ВЕНИК мигнул, просматривая свой словарь.

— Гм: ботан, чудик, шляпа — личность, не способная к нормальному социальному общению.

— Слушай, заткнись и лучше смотри в ящик.

ВЕНИК с тихим жужжанием приблизился к экрану:

— Устаревшая технология. Даже не цифровая. Высокая чувствительность к помехам.

Отрыжка почувствовал, как его переполняет собачья ярость.

— Не неси чепухи! Лучше смотри на экран.

ВЕНИК включил увеличение на приборе, заменявшем ему органы зрения.

— Я вижу набор цветных точек, которые передаются в определенном порядке для того, чтобы создать иллюзию...

— Заткнись! — взвыл Отрыжка, вскакивая на ноги. — Заткнись! Заткнись!! Заткнись!!! Гав! Гав! Рррр!!!

ВЕНИК наградил за это мальчикопса небольшим электрическим разрядом в мозг — отчасти по необходимости, отчасти потому, что не смог отказать себе в этом удовольствии.

— Ну что, теперь мы в состоянии беседовать как разумные существа?

— Афф.

— Будем считать это утвердительным ответом. Итак, что вы хотели мне сказать, завывая, словно питекантроп.

Отрыжка почесал дымящийся клок меха у себя за ухом:

— Гляди. Это он. Там, на экране.

Линзы векторного навигатора снова повернулись к телевизору.

— Ты прав. Совпадение с вероятностью восемьдесят девять процентов.

— Он малость изменился. Не такой жалкий.

ВЕНИК погрузил ухоженную ручку с отполированными ноготками в глубь экрана. Волны красных искр пробежали по экрану, полностью разрушив картинку.

— Что ты затеял? Это же... ну, как ты это называл? Типа, как в рассказах про Шерлока Холмса... вспомнил, ключ!

ВЕНИК мигнул, поток пульсирующего света возник внутри его конечности и устремился в телевизор.

— Я установил источник сигнала, — заявил он торжественно. — Передача ведется в реальном времени. В настоящий момент я посылаю данные для обработки в мэйнфрейм Хозяина.

Отрыжка почувствовал, как слюнные железы под его напрягшейся челюстью заработали на полную мощность. Жажда крови переполняла его. Все-таки собачья жизнь — это не так уж и плохо.

— Когда мы туда попадем? — прорычал он голосом, в котором уже не оставалось почти ничего человеческого.

— Поглядите вокруг, кретин, — пробурчал ВЕНИК — Мы уже «там».

Цецилия Вард выплыла на сцену, и старина Лоури чуть не свалился с сиденья от восторга. Двести пар старых коленей болезненно хрустнули в унисон, когда зрители поднялись, чтобы приветствовать телезвезду стоячей овацией.

— Отлично, Лоури. Ну и что мы будем делать теперь?

Маккол смахнул каплю пота с ресницы.

— Что мы будем делать? Как что? Целовать Цецилию.

— Вот так вот просто подойдем и поцелуем?

— Ну...

— Господи, неужели ты ничего не продумал заранее?
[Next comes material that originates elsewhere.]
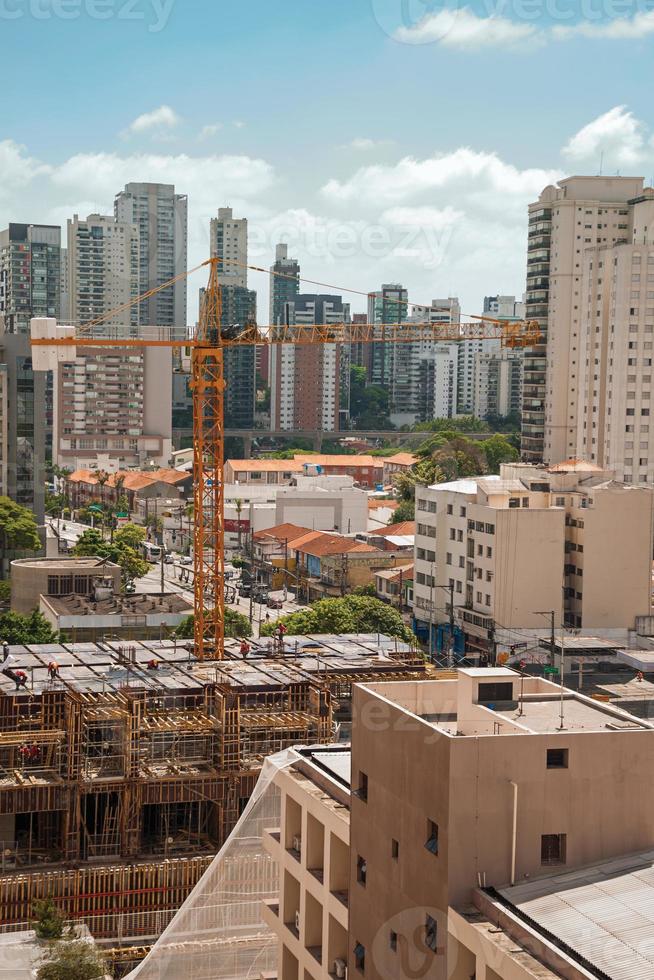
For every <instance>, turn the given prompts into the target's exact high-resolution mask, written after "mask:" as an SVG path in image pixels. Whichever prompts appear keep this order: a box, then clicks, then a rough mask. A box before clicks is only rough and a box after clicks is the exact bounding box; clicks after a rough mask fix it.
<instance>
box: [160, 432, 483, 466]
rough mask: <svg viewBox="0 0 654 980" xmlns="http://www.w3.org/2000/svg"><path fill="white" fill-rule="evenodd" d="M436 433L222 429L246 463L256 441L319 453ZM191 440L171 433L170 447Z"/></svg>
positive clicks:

На рубашке Лоури начали проступать темные влажные пятна.

— Слушай, я никогда прежде ничем подобным не занимался. Я думал, ты мне подскажешь, что нужно делать.

— Ты что думаешь, это мне надо ее целовать? С меня хватило и того, что приходилось целовать мою собственную бабушку.
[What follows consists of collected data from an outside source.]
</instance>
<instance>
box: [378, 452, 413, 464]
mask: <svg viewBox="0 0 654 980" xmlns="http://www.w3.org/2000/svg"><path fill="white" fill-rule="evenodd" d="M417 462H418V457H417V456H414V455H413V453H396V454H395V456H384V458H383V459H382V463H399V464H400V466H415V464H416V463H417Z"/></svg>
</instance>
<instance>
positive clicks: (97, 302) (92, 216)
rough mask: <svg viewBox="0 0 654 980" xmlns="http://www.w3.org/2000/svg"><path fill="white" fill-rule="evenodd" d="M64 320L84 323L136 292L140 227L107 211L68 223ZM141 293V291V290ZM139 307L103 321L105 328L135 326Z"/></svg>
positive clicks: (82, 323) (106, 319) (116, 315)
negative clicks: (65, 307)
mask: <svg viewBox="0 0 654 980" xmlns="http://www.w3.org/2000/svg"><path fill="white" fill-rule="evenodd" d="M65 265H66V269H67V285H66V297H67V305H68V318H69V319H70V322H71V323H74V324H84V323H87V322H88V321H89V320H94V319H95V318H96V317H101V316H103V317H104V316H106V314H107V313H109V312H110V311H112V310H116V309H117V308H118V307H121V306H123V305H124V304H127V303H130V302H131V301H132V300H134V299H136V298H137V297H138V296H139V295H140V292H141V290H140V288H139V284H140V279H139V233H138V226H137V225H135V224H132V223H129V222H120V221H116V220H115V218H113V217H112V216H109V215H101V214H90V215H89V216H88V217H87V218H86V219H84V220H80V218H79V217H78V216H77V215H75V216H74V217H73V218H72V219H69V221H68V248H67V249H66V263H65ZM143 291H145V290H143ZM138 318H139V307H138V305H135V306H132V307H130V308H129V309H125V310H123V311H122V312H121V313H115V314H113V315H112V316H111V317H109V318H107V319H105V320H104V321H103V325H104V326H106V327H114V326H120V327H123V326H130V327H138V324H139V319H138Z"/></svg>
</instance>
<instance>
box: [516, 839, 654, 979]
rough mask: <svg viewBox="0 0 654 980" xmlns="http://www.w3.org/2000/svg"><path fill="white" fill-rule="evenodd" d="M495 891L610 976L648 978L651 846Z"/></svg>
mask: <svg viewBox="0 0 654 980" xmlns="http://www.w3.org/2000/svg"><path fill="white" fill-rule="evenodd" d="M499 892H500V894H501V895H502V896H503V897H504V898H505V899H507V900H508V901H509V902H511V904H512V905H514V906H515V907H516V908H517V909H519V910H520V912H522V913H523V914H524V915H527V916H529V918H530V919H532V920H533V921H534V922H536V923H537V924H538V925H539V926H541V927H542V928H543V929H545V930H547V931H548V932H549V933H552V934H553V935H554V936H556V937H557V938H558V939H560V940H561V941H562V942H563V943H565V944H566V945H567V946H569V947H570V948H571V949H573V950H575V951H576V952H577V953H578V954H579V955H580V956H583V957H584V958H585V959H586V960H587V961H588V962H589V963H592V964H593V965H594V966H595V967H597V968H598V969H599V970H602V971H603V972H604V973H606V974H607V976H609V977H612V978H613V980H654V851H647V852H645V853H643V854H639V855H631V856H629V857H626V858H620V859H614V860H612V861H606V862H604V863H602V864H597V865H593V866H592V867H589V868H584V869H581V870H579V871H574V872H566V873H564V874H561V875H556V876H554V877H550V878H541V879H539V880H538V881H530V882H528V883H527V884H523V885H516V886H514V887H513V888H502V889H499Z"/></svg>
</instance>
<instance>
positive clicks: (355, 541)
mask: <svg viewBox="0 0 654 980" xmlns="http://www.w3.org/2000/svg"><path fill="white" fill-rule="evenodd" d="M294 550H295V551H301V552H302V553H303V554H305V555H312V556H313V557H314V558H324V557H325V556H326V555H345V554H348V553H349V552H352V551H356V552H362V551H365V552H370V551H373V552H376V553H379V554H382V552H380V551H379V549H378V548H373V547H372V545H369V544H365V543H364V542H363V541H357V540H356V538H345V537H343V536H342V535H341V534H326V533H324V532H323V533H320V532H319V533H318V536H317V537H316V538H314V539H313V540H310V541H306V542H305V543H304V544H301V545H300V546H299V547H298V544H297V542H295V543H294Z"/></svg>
— Нет уж, даже и не мечтай — если кто здесь будет целоваться, так это я.

— Кто бы сомневался.

— Кто бы только попробовал!

— Ну и отлично.

— Прекрасно. Когда я скажу, ты возьмешься за дело. Доставь мои старые кости на сцену, а уж я сделаю все остальное.

Мэг кивнула.

— Ладно. А теперь перестань разговаривать сам с собой, все уже садятся.

Цецилия успокоила зрителей одним элегантным жестом. Это была очень красивая и высокая пожилая женщина с копной стального цвета волос и большими карими глазами. Неудивительно, что Лоури не мог забыть ее всю жизнь.

— Вечер добрый, дорогие друзья, — сказала Цецилия и заговорщически подмигнула зрителям. — Мне приходится делать вид, что сейчас у нас вечер ради тех, кто будет смотреть повтор этой программы в субботу вечером.